エンジニアリング3D細胞化血管組織再生のためのコラーゲンゲル

Sébastien Meghezi; Dawit G. Seifu; Nina Bono; Larry Unsworth; Kibret Mequanint; Diego Mantovani

doi:10.3791/52812

この記事について

要約
要約
概要
プロトコル
結果
ディスカッション
開示事項
謝辞
資料
参考文献
転載および許可

要約

In this work, we present a technique for the rapid fabrication of living vascular tissues by direct culturing of collagen, smooth muscle cells and endothelial cells. In addition, a new protocol for the mechanical characterization of engineered vascular tissues is described.

要約

合成材料は、血管の代替物として移植した場合、炎症、狭窄、および感染症のような臨床的合併症を開始することが知られています。
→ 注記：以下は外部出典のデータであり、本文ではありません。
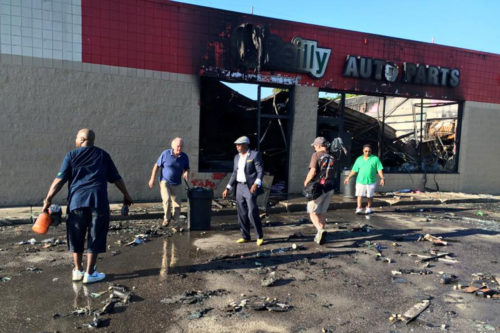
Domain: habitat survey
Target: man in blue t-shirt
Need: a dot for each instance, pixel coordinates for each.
(174, 166)
(87, 169)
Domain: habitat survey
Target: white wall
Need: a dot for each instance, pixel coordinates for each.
(135, 114)
(50, 29)
(480, 140)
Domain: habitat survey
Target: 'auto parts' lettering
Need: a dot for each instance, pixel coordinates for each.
(376, 69)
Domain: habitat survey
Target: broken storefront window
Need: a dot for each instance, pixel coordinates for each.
(227, 114)
(410, 135)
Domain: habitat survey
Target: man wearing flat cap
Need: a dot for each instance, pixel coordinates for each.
(247, 176)
(321, 171)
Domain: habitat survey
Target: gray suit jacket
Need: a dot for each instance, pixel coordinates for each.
(254, 169)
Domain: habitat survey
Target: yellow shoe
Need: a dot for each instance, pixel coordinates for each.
(242, 240)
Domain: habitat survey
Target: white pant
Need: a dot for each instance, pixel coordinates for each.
(365, 190)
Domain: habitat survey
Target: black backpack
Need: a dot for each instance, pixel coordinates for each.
(326, 163)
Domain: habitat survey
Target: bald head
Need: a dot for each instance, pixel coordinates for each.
(177, 145)
(85, 138)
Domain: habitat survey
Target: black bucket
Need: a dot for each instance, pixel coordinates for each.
(200, 208)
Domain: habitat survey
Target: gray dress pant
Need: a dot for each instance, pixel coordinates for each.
(248, 211)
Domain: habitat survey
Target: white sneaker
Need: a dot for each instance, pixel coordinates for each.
(322, 234)
(94, 277)
(77, 275)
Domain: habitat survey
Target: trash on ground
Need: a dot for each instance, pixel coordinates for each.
(96, 323)
(34, 269)
(411, 271)
(31, 241)
(109, 307)
(139, 239)
(193, 296)
(269, 280)
(448, 278)
(259, 303)
(415, 311)
(439, 255)
(435, 240)
(297, 234)
(198, 314)
(362, 228)
(99, 294)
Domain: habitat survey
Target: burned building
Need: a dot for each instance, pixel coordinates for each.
(142, 72)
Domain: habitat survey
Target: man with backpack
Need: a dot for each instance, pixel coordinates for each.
(320, 171)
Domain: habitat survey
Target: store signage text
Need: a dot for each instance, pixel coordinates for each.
(379, 70)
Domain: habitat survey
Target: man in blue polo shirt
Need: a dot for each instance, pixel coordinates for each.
(87, 169)
(174, 165)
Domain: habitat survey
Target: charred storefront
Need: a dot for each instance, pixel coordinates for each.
(142, 72)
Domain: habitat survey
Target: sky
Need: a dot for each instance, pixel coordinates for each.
(469, 24)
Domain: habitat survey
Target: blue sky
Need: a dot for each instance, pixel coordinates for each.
(469, 24)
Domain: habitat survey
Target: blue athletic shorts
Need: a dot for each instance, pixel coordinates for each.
(90, 222)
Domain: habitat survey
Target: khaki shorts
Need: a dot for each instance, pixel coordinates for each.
(320, 204)
(365, 190)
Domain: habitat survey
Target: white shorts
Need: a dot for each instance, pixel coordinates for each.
(365, 190)
(320, 204)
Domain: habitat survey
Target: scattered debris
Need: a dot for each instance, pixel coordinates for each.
(411, 271)
(97, 322)
(199, 313)
(269, 280)
(436, 256)
(97, 295)
(297, 234)
(193, 296)
(447, 278)
(362, 228)
(109, 307)
(139, 239)
(435, 240)
(32, 241)
(413, 312)
(34, 269)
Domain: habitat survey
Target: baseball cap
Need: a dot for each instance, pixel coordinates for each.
(242, 140)
(320, 141)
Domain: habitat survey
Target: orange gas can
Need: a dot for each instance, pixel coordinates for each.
(42, 223)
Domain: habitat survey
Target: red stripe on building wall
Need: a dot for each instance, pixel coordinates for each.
(180, 38)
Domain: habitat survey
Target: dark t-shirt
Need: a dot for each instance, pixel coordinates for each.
(87, 170)
(316, 159)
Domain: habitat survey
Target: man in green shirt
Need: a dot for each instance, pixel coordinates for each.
(366, 166)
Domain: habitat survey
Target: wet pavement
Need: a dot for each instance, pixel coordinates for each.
(200, 281)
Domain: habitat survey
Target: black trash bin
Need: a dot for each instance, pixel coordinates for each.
(350, 187)
(200, 208)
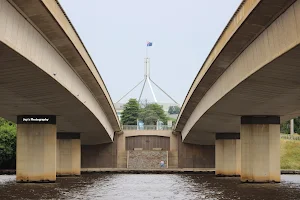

コラーゲンは、広範囲の生物医学的用途の広い範囲で使用されていると、その固有の生体適合性（ すなわち 、低い抗原性、炎症、および細胞傷害性応答）の合成材料への有効な代替手段と考えられています。しかし、限られた機械的特性およびコラーゲンゲルの関連低手能力は、血管組織工学のための足場材料としてのそれらの使用を妨げてきました。したがって、この作品の背後にある論理的根拠を扱うことに十分に硬い組織を得るために、コラーゲンマトリックスの再編成を駆動平滑筋細胞を強化するために管状幾何形状と第二に細胞化コラーゲンゲルを設計した最初の。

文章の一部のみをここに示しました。